Na sociedade atual podemos perceber que o prazer que é sempre buscado é o prazer imediato, aquele que não necessita de nenhum esforço para ser conseguido, que satisfaz de forma rápida. Seria o prazer sexual, o prazer de ter sempre aquilo que se deseja sempre, o prazer do estômago abarrotado, o prazer do repouso longo, o prazer do vício. Então, pela teoria hedonista, a problemática humana estaria resolvida no sentido de doar-se de forma integral a esses prazeres, encarcerando-se os homens na jaula das sensações.

Porém, o que vemos é que essa forma de vida não trouxe ao homem a felicidade que a filosofia hedonista pregava. Os prazeres aos quais se entrega geralmente têm duração curta e, quando se exaurem, criam-se anseios por atingir um patamar mais elevado desse prazer. Com isso, há uma entrega total e irrestrita a sensação que causa prazer, só que essa busca se revela nula, pois não se consegue atingir a felicidade almejada, pois esses prazeres apenas criam vontade de sentir algo mais que aquele prazer não pode dar. Com isso, o homem cai em comportamentos depressivos e neurotizantes que lhes destrói a vida e todas as aspirações de progresso, já que busca algo que não existe.

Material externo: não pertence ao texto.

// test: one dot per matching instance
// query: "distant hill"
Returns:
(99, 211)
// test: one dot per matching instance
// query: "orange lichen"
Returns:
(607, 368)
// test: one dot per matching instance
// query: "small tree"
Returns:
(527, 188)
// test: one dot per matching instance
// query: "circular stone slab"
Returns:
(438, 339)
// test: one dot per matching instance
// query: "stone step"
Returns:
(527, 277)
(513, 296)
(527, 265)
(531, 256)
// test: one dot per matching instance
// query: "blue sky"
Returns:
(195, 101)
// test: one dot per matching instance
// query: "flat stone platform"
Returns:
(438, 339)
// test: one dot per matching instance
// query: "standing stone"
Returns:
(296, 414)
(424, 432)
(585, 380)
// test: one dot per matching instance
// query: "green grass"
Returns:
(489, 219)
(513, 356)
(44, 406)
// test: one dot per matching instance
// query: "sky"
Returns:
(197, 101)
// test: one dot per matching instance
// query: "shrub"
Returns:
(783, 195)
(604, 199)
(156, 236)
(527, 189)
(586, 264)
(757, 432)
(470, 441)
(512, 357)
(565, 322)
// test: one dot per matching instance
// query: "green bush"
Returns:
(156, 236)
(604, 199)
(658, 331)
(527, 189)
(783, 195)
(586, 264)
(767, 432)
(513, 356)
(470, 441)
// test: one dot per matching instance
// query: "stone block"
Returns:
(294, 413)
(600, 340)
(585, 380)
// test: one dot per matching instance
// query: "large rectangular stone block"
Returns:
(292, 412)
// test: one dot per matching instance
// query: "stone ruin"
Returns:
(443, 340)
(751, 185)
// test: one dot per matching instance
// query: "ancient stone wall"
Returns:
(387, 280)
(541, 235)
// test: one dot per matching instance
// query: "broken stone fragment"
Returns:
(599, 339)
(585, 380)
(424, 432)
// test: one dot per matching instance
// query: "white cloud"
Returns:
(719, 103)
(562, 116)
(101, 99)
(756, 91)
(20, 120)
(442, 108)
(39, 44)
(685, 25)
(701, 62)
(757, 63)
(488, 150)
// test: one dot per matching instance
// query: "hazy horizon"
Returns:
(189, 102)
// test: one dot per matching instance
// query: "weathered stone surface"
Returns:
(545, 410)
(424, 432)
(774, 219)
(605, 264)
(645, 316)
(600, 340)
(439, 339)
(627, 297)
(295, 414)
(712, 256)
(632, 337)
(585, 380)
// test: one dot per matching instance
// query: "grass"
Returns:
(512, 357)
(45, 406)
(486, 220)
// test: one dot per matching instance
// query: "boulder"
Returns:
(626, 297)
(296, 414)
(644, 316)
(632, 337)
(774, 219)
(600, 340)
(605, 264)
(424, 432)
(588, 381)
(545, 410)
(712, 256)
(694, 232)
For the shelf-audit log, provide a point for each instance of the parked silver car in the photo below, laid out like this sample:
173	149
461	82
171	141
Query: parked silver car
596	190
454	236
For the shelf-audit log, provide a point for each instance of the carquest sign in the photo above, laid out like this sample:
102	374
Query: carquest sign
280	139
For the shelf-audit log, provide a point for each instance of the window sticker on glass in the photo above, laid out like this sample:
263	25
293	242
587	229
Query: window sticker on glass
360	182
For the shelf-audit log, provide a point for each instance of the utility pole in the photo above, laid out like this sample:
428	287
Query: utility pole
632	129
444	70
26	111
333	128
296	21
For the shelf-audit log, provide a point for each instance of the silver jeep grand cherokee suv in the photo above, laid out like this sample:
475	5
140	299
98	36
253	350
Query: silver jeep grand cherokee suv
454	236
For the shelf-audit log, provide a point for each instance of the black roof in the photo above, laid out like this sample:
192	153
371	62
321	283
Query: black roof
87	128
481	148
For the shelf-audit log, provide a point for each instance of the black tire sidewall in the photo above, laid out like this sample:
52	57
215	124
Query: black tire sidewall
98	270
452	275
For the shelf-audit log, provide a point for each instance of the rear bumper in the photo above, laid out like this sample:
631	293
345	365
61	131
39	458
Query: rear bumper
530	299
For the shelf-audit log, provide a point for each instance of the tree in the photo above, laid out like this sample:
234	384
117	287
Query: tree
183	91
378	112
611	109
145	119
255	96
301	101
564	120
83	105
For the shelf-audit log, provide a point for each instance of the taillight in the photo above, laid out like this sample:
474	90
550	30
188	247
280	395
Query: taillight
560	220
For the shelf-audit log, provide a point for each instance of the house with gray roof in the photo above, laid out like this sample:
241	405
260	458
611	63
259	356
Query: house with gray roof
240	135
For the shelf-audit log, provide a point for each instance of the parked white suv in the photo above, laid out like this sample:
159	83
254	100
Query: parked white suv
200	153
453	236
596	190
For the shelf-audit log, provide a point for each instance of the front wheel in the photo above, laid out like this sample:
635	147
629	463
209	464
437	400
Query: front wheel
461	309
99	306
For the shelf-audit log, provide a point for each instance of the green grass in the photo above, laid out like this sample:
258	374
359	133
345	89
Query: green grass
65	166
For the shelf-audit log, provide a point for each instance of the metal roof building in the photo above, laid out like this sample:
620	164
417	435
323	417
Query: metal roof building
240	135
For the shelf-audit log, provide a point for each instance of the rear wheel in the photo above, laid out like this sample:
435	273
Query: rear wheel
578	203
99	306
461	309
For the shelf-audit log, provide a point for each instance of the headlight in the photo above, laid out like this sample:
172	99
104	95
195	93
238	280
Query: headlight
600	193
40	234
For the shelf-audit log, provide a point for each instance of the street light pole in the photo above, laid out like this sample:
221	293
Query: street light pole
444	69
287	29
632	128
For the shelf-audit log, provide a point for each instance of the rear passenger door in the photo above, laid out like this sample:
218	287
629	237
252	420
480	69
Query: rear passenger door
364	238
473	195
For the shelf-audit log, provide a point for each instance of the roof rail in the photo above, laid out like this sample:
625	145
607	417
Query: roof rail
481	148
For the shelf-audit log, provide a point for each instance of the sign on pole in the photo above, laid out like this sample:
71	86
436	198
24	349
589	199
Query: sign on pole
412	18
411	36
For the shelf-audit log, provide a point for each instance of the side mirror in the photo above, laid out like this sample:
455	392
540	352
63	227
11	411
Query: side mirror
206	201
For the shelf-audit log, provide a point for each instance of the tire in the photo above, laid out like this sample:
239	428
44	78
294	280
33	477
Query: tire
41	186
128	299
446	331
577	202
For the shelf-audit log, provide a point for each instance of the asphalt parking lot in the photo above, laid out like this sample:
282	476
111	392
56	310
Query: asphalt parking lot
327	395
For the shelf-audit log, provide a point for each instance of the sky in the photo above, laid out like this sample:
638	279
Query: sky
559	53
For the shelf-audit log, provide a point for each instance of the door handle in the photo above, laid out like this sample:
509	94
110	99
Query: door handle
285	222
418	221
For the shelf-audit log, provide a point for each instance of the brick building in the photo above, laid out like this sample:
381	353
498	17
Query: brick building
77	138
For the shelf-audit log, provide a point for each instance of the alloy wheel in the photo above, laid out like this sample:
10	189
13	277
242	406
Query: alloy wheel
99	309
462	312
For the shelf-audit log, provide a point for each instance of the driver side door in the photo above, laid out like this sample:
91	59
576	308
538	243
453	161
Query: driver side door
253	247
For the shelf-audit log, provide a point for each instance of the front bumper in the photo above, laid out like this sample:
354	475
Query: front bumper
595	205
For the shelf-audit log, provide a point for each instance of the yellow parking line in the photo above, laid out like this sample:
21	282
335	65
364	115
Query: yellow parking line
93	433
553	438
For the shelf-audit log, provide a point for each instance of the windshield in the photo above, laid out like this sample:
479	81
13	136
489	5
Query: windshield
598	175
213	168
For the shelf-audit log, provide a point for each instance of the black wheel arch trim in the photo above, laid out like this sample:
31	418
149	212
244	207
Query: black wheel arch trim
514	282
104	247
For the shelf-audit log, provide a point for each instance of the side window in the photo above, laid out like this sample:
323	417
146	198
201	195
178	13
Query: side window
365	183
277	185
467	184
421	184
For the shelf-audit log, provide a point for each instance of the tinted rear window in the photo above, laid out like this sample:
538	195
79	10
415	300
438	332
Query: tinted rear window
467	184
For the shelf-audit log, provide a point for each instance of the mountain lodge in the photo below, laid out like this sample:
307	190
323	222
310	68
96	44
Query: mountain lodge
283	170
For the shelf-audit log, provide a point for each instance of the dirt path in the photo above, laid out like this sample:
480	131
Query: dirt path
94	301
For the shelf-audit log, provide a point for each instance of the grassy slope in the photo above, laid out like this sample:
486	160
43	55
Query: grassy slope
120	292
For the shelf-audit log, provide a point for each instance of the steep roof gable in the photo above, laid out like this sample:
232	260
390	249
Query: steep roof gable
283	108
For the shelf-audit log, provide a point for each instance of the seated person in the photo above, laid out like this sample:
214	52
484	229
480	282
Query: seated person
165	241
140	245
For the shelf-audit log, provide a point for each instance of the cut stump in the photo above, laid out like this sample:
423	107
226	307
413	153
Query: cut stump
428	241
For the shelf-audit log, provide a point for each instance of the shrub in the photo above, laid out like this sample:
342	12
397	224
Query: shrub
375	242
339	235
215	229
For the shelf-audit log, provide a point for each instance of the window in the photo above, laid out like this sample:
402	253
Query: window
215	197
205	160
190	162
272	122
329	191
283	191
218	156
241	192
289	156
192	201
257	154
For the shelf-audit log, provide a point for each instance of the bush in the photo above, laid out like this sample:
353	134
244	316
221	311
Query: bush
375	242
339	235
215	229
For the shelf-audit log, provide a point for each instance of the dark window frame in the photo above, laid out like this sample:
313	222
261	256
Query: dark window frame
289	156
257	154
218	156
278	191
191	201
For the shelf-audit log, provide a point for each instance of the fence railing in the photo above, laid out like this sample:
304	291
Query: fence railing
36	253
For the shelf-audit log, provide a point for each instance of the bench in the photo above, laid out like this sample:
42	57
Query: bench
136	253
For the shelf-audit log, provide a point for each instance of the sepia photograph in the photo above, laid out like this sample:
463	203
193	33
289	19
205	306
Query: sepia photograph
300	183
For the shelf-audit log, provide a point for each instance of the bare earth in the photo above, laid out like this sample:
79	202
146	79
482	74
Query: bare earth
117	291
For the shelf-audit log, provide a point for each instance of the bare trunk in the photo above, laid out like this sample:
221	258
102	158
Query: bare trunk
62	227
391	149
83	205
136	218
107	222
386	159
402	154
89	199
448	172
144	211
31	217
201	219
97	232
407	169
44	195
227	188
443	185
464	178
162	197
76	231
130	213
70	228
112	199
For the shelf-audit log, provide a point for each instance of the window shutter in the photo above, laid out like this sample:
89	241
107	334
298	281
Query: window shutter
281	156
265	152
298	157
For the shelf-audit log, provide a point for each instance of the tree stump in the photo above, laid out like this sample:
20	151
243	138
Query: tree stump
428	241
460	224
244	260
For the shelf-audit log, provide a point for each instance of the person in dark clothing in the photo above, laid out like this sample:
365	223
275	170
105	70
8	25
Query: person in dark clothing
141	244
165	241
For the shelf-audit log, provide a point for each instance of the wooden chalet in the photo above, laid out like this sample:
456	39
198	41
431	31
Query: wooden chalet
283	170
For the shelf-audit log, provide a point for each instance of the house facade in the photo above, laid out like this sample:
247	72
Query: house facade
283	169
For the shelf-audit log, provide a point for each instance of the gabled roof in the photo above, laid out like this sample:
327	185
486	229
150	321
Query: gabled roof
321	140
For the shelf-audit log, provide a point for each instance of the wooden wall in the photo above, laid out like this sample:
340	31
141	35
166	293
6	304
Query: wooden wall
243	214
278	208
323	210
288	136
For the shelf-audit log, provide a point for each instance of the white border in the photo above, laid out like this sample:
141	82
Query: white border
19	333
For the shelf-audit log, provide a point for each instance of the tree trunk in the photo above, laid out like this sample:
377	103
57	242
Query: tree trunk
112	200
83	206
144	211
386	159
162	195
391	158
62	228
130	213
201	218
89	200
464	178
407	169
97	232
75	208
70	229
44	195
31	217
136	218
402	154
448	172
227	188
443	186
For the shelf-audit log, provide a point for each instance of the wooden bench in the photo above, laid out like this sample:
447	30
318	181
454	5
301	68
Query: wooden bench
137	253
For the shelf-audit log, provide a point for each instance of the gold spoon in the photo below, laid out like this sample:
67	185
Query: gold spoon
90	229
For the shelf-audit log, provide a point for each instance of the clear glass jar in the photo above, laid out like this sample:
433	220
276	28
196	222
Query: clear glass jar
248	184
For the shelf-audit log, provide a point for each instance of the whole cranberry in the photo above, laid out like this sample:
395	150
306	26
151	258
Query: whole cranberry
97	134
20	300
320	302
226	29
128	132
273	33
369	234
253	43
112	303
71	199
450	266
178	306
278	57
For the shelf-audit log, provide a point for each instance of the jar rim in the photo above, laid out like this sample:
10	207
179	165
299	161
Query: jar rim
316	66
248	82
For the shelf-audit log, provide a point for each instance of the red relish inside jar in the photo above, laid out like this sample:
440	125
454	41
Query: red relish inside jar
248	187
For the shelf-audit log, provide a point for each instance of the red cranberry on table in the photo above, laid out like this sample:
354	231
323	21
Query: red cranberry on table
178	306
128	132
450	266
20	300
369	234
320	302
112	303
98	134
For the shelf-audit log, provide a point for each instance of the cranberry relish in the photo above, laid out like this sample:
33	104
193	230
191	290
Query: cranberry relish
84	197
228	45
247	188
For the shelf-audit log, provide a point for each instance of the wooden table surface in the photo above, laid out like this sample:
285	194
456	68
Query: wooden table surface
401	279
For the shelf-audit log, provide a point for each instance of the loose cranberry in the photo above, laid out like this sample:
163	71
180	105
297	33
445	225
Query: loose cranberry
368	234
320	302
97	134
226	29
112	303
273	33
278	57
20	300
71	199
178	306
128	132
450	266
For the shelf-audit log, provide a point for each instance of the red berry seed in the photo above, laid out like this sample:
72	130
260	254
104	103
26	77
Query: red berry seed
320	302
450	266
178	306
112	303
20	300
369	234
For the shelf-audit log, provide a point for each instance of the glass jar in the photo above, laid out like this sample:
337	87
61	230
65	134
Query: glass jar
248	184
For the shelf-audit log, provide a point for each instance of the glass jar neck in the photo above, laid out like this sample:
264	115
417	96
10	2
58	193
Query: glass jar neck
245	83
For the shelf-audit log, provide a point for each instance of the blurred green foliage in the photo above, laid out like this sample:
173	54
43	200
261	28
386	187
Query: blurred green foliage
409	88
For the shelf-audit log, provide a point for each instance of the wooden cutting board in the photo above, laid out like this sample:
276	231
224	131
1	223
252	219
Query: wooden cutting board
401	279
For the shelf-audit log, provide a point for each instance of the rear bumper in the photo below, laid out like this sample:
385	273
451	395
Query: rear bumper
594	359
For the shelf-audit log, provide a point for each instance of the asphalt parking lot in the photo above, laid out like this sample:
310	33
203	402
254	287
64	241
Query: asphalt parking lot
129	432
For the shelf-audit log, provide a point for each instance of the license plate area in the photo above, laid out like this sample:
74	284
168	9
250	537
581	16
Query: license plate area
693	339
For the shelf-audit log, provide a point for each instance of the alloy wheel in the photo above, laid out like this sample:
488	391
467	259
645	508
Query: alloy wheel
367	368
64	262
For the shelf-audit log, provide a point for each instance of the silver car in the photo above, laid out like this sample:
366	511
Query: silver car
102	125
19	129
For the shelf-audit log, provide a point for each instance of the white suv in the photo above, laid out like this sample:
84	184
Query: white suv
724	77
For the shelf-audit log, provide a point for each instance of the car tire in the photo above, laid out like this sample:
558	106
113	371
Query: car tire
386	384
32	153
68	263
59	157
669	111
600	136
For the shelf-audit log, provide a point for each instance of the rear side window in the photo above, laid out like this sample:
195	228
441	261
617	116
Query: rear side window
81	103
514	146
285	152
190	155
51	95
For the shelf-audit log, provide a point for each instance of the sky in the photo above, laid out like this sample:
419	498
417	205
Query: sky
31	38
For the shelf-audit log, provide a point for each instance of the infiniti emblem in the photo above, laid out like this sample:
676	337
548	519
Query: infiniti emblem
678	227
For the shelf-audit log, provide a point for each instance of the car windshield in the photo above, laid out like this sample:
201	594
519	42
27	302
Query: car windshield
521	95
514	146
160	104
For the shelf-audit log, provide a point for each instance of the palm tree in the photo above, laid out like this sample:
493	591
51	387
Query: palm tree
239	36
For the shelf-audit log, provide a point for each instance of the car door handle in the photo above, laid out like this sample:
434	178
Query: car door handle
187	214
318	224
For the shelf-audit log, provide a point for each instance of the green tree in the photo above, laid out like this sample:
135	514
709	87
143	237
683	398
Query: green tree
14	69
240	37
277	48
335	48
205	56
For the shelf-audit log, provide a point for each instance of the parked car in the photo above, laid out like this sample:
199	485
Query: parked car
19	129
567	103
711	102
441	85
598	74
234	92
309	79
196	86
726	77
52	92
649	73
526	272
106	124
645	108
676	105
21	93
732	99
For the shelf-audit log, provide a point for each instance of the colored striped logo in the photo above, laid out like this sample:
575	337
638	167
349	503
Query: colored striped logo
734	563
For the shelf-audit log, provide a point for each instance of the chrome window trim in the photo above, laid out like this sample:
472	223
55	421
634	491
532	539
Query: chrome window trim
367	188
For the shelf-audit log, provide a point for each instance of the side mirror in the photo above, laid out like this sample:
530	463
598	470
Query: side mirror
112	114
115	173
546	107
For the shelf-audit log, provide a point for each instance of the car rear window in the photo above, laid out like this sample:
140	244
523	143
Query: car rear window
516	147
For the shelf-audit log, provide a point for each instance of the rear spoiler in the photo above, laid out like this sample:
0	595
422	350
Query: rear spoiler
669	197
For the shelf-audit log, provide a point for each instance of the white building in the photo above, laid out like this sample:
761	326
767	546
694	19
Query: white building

Então, onde está a felicidade proporcionada pelo prazer que o hedonismo prega? Simples. O prazer não se resume apenas as manifestações fisiológicas, efêmeras que não planificam. O prazer se encontra na emoção profunda do ser. A emoção que alguém sente ao ler o lindo Soneto da Fidelidade, do grande Vinícius de Morais. A boa sensação de ler uma peça de Jorge Andrade, com todas as emoções que suscitam na gente. Assistir um bom espetáculo teatral, ainda que esse conceito de bom seja relativo. E o prazer sentido em ajudar alguém, em ver alguém que gostamos muito galgando os degraus altos do sucesso, o prazer de ver alguém que amamos chegar perto de nós. E quantos outros poderia citar!


Na verdade, toda essa explicação acerca do hedonismo não foi a real atitude para a escolha do nome pela atriz. Somos de fato um grupo que se entrega em todos os processos teatrais, tentando extrai deles o máximo possível para o crescimento enquanto atores e seres humanos. Sem falar do real PRAZER em atuar. Não somos adeptos dessa corrente hedonista que já sofreu e continuará sofrendo inúmeras deturpações como vocês puderam conferir anteriormente. Sou pessoas de teatro, que pelo prazer em atuar, seja como ator, seja como diretor, cenógrafo, enfim, não importando a maneira da atuação, queremos fazer Teatro. Daí somos Hedônicos quando amamos nossa arte de representar as múltiplas faces humanas, com objetivo de despertar o sensível e com isso levar a questionamento de si e desse espaço ao qual estamos inseridos, com toda sua complexidade. E você, tem prazer no que faz?